Submission Instructions

We plan to have accept non-archival papers hosted on our website and an opt-in archival proceedings of relevant papers, as well as a shared task to benchmark the progress of generative text-molecule models. Shared task submissions will be encouraged to submit papers. All submissions should be in PDF format and made through OpenReview submission portal. Submissions must be anonymized following ACL guidelines, but a preprint policy will not be enforced. Information on submitting shared task predictions can be found at the shared task.

Authors are invited to submit papers of 4 (short) or 8 (long) pages, with unlimited pages for references and appendices. In line with the ACL main conference policy, camera-ready versions of papers will be given one additional page of content. It should follow the ACL template style, which can be found here.
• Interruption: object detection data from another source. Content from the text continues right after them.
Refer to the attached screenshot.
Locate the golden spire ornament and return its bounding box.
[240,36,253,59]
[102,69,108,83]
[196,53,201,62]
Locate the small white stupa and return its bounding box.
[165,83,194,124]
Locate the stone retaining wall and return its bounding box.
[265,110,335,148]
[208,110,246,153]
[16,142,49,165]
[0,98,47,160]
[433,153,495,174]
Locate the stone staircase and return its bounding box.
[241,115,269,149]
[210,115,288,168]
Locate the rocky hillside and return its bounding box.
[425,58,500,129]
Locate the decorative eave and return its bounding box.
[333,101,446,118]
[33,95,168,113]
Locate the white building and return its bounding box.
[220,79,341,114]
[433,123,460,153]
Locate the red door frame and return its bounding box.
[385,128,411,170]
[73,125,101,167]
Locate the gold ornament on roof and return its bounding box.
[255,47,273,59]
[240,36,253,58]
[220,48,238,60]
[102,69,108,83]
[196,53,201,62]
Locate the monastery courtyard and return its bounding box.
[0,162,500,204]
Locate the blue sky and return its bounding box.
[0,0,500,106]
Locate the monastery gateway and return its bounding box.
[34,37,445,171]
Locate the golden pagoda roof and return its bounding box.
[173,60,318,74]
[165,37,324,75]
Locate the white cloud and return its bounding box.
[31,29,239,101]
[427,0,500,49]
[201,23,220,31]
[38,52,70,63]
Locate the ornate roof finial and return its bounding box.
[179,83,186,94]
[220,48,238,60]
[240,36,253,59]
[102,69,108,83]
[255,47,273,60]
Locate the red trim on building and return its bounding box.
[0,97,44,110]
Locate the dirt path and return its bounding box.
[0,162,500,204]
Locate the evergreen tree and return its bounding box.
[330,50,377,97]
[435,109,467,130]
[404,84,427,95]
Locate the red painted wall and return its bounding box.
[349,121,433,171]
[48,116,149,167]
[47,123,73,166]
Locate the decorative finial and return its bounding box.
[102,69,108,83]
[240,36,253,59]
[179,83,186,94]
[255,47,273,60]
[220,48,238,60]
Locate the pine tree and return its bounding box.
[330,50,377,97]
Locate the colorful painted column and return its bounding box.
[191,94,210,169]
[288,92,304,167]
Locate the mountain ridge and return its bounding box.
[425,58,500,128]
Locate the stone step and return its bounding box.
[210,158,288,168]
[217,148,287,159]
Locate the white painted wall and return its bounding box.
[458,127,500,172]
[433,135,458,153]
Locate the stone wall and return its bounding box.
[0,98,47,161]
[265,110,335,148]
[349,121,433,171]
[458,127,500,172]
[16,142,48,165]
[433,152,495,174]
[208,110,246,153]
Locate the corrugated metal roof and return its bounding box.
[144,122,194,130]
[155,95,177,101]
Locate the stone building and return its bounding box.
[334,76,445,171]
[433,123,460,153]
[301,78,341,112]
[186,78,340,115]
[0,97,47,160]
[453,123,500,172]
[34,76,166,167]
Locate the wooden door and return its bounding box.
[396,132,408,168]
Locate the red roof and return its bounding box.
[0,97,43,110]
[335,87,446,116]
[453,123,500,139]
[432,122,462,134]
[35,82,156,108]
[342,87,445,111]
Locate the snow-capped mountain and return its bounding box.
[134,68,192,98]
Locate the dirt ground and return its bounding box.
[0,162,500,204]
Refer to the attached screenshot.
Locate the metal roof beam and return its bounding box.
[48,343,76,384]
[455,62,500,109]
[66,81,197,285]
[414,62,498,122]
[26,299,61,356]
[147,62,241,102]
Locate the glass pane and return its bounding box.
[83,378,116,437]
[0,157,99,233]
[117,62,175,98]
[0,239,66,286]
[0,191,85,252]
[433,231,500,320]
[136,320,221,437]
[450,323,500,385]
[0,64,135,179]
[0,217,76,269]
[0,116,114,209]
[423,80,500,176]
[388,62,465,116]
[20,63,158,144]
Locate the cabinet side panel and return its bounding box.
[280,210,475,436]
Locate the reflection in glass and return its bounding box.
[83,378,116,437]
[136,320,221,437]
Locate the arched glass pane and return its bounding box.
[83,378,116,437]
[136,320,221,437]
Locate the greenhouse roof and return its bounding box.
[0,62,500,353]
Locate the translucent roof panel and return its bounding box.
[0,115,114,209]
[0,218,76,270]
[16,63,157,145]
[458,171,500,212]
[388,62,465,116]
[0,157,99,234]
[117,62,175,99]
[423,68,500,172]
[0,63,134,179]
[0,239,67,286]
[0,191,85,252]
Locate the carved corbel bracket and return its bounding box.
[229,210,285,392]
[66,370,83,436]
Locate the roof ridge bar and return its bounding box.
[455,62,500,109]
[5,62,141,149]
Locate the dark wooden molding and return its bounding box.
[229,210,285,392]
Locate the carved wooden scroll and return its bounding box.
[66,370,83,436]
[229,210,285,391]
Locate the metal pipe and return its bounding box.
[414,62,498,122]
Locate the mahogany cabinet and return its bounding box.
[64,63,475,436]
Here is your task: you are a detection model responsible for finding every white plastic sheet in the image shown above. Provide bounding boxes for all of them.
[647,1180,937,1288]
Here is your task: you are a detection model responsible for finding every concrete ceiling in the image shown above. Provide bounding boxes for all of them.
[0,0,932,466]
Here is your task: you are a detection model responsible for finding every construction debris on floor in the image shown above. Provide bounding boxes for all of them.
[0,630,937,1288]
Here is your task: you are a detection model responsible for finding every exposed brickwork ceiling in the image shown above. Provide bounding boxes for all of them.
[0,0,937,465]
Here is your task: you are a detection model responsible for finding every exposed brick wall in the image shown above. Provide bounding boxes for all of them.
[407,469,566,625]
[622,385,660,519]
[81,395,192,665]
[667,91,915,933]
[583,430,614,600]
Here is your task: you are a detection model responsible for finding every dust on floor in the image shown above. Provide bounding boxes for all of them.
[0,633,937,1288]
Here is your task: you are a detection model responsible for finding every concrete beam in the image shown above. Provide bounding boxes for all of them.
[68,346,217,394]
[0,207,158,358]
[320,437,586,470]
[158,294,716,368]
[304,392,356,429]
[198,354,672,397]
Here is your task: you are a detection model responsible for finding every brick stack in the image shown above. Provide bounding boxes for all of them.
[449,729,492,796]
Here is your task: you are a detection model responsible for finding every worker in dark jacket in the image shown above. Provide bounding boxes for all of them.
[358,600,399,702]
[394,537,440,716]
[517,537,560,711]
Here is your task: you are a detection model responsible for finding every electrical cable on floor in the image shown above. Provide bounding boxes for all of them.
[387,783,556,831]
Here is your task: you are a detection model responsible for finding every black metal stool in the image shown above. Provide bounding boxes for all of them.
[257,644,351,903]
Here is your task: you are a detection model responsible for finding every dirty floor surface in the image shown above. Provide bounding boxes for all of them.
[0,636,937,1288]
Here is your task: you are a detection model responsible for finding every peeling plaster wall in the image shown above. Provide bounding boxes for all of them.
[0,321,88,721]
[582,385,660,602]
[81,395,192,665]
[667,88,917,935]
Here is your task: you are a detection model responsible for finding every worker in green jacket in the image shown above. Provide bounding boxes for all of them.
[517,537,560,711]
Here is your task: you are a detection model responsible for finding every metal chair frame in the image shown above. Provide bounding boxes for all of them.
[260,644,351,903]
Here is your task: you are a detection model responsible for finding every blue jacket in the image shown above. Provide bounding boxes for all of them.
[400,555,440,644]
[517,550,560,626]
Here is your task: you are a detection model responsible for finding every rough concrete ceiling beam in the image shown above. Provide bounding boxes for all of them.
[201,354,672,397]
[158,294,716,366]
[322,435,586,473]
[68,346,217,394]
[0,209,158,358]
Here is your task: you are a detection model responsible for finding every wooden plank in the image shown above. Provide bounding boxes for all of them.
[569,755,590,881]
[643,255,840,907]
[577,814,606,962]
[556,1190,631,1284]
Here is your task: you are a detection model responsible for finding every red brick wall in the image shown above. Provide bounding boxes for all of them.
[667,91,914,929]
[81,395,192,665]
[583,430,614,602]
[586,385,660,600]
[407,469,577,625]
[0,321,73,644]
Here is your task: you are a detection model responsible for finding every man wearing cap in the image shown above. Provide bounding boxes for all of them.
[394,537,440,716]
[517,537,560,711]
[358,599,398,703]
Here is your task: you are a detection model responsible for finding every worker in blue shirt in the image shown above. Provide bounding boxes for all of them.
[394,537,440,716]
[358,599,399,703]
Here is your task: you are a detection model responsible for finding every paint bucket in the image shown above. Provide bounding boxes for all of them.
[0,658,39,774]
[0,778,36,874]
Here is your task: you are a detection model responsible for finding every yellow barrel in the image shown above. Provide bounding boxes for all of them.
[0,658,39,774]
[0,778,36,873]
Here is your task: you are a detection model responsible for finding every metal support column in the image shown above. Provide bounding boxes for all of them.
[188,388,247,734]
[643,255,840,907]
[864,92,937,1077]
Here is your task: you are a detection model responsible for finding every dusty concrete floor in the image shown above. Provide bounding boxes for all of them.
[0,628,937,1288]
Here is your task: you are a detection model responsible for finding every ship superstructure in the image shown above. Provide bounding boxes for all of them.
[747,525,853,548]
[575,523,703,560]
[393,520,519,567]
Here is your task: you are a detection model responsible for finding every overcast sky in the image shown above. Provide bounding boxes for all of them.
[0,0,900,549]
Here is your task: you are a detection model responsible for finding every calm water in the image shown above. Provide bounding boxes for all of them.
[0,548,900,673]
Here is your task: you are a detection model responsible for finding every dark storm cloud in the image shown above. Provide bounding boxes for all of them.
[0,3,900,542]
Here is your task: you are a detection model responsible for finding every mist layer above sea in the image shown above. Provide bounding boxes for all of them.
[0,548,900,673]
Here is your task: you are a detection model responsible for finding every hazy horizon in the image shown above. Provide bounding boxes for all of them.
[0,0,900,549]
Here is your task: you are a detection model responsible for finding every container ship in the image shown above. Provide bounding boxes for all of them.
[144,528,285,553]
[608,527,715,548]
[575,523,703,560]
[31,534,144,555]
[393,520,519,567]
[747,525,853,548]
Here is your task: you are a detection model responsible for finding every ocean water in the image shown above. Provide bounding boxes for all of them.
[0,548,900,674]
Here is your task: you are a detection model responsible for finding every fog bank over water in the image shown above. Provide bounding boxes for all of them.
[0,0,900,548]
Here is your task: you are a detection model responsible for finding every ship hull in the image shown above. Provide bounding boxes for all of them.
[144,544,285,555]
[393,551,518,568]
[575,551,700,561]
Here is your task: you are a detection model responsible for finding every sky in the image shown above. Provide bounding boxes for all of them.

The research presented in these papers should be substantially original. Regardless of their length, all submissions will undergo a single-track review process. All submissions must be anonymous for double-blind review. No author information should be included in the papers, and self-references that identify the authors should be avoided or anonymized. We expect each paper to be reviewed by at least three reviewers. Accepted papers will be presented as posters by default, and outstanding submissions will also be selected for oral or spotlight presentations.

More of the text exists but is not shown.